Le parc marin de la Zone Côtière Ouest
intégrant les réserves
Ces espaces particuliers sont intégrés à
un ensemble plus large. Dans le cadre de son Code de l'environnement paru en
2009, la Province Sud a attribué le statut de « parc marin »
(cf. figure 8) aux sites inscrits au patrimoine Mondial63. Le parc
marin de la Zone Côtière Ouest (314500 hectares) est l'une des
deux zones, avec le Grand Lagon Sud (48200 hectares), qui assure la protection
réglementaire des zones appartenant à l'ensemble des sites
inscrits sur la liste du Patrimoine Mondial de l'UNESCO. Elle intègre
les trois réserves intégrales précédemment
citées dans son aire de limitation, la Zone Côtière Ouest,
ainsi que la réserve naturelle marine de « Ouano ». Cela
signifie que ce parc marin doit se comprendre comme une aire de plus grande
échelle regroupant plusieurs catégories d'aires
protégées. Ce parc provincial est régi par un plan de
gestion participative, élaboré par un comité de gestion :
il s'agit de l'association de la ZCO qui inclut les représentants de
toutes les catégories socioprofessionnelles de la région. La
création de cette structure a été rendue obligatoire par
le classement au patrimoine mondial de l'UNESCO, afin de développer une
démarche participative qui n'était pas formulée dans les
dispositions du Code de l'environnement. Les activités humaines font
l'objet d'un zonage, qui consiste à dédier de vastes
étendues soit à la pêche, soit aux activités de
loisirs et de tourisme, soit à la conservation.

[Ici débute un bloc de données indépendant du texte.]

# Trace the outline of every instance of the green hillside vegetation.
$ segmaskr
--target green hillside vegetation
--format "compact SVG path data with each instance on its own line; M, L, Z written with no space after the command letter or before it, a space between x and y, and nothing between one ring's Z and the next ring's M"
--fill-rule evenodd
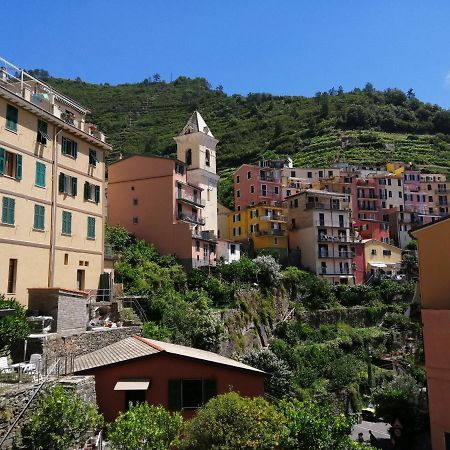
M92 110L114 146L109 156L174 155L175 136L198 109L219 139L220 197L231 206L232 169L261 156L290 155L296 165L413 162L427 172L450 172L450 112L414 92L342 88L313 98L250 93L226 95L204 78L111 86L46 79ZM344 138L344 139L343 139ZM346 142L343 145L343 141Z

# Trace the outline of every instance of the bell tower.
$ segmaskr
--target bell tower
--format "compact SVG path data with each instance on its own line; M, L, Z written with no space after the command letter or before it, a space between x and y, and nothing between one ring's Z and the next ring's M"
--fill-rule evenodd
M205 202L203 217L205 231L213 231L217 236L217 182L216 145L219 142L211 133L198 111L194 111L181 133L176 136L177 159L187 164L189 183L203 189Z

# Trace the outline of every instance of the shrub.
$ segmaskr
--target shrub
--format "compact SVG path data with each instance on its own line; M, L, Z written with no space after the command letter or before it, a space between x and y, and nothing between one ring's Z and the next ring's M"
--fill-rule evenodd
M131 405L108 427L114 450L167 450L178 444L183 418L162 406Z
M78 448L89 431L100 430L103 424L95 406L61 385L44 395L29 414L22 436L35 450Z
M264 399L235 392L219 395L186 424L181 448L189 450L269 450L280 448L286 420Z

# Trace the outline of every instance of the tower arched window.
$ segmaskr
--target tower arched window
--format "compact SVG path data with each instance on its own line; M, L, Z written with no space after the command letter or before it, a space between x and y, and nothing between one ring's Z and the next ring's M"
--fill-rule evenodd
M190 166L192 164L192 150L186 150L186 164Z

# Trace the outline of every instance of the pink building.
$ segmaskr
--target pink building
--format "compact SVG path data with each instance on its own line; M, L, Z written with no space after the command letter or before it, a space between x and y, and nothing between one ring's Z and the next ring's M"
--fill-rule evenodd
M108 222L175 255L186 268L215 264L216 236L204 229L205 195L187 165L136 155L109 166Z
M281 206L282 160L262 161L260 165L243 164L234 173L234 207L236 211L260 203Z

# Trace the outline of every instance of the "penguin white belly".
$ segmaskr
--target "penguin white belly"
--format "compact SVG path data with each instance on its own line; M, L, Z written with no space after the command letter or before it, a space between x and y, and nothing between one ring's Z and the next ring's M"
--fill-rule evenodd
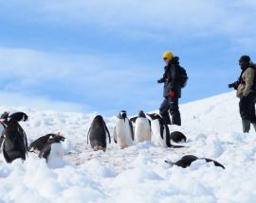
M52 144L49 156L47 158L47 164L50 167L63 166L64 148L62 144Z
M152 143L156 146L166 146L165 144L165 134L163 136L164 139L161 137L160 132L160 124L158 120L154 120L151 122L151 128L152 128ZM165 129L164 129L165 133Z
M151 129L148 119L137 118L135 125L135 141L141 143L151 141Z
M127 147L133 145L132 131L129 126L128 119L118 120L116 123L117 141L120 147Z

Le classement de la Zone Côtière Ouest au
Patrimoine Mondial de l'UNESCO, et donc la protection législative
subventionnée par l'organisation internationale, a été
possible grâce à la présence d'une biodiversité et
d'espèces marines rares ou menacées. Selon un document
présentant le Plan de Gestion participatif de la ZCO, «
l'ensemble des passes de la côte Ouest constitue des habitats
importants pour le dugong puisque des agrégations
répétées ont été constatées sur
plusieurs jours. Les populations de dugongs de cette zone sont parmi les plus
importantes de Nouvelle-Calédonie. La Zone Côtière Ouest
tient donc un rôle essentiel en termes d'enjeu de conservation à
l'échelle régionale et internationale concernant les
espèces précédemment citées » (Section
« Biodiversité et espèces emblématiques »,
Province Sud, ZCO, UNESCO, Lagons de Nouvelle-Calédonie, 2008-2010 :
14). De fait, favoriser la protection du dugong et des autres espèces
« emblématiques »64 de la région fait partie
des missions de la ZCO. Aussi comprenons-nous pourquoi l'association de la ZCO
a choisi de représenter un dugong dans son logo (cf. Annexe V, dans la
Tableau des acteurs).
63 Et ce alors que la PN n'a pas encore
déterminé de statut spécifique à la zone du grand
Lagon Nord et de la zone Côtière Nord et Est, qui composent
l'ensemble du Bien protégé (document UICN, « Les Espaces
Protégés Français », 2010).
64 Nous notons là le lien évident
entre le terme « emblématique » et « endémique
», propre à un aire géographique que l'on ne retrouve nulle
part ailleurs.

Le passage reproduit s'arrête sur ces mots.